Also your theorems are flawed. They should read like this:

  1. For any finite group $G$ with elements $a_1,\ldots,a_n$ holds $(a_1\ldots a_n)^2=e$.
  2. For any finite group $G$ with elements $a_1,\ldots,a_n$ such that the only selfinverse element is $e$ holds $a_1\ldots a_n=e$.

The proof of (2.) is simple. Because of (1.) we know that the element of $G$ of form $a_1\ldots a_n$ is selfinverse (because $(a_1\ldots a_n)^2=e$), but with our assumption in (2.) we then get $a_1\ldots a_n=e$ immediatly.

As for your question: You have the problem that it is not well defined in which order your elements are multiplied. Sure, you can have an order such that the product is $1$. But you could also have an order such that the product is $\frac{1}{2}$ or $2$ or any other number. Even $0$ and $\infty$ are possible. The terms "convergence" and "absolute convergence" are needed here. See for example wikipedia (there it is about sums, but it is the same principle).

For illustration, your claim of the product being one is roughly equivalent to saying that the sum of all integers is $0$. I'm using that because listing all rationals is always a bit tricky.

Lets make an attempt:

$$0+1+(-1)+2+(-2)+\ldots=0+(1+(-1))+2+(-2)+\ldots=0+0+(2+(-2))+\ldots$$

Yeah, $0$ seems reasonable. But wait, what if we do it like this?

$$0+1+2+(-1)+3+4+(-2)+5+6+(-3)+\ldots=0+(1+2+(-1))+(3+4+(-2))+(5+6+(-3))+\ldots = 0+2+5+8+\ldots$$

Clearly we are still adding up all integers (in a way most people would probably not), but suddenly our sum gets bigger and bigger (forever).

Summation order (and multiplication order) often plays a critical role when dealing with infinite sums (or infinite products).

In conclusion you can't say "The product of all positive rationals is $1$", but "There is a way to multiply all positive rationals such that the product is $1$".

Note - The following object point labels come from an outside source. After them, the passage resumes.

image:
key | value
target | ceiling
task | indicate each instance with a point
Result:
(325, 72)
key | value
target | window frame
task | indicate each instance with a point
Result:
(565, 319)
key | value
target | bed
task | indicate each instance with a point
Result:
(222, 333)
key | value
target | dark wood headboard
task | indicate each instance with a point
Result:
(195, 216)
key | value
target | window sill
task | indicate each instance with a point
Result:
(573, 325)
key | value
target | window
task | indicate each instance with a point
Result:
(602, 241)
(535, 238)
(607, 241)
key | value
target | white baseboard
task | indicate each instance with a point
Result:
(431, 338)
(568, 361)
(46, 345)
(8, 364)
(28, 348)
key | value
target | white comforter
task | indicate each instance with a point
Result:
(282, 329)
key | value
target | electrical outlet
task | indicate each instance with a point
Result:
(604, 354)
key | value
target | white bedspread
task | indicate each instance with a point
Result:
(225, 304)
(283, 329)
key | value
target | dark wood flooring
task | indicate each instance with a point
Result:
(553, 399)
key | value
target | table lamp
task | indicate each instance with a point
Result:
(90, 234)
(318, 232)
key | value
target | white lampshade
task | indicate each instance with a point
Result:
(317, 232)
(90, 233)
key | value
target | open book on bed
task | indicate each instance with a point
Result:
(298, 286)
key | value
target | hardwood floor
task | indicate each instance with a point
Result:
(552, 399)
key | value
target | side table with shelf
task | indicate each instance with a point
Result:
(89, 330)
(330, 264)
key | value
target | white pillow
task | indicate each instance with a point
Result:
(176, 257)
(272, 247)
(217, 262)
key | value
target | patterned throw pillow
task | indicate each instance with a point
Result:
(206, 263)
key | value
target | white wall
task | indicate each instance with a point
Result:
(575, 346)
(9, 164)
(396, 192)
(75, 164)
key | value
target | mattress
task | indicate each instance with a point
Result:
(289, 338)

EDIT: For the people who are nagging about how using the associative law here makes my answer somehow not mathematically right, not in the spirit of the question or that I would just

write "1" in a countable number of funny ways

if I were to use this technique for multiplying all positive rationals to $1$, I'm proud to tell you that this technique is commonly used.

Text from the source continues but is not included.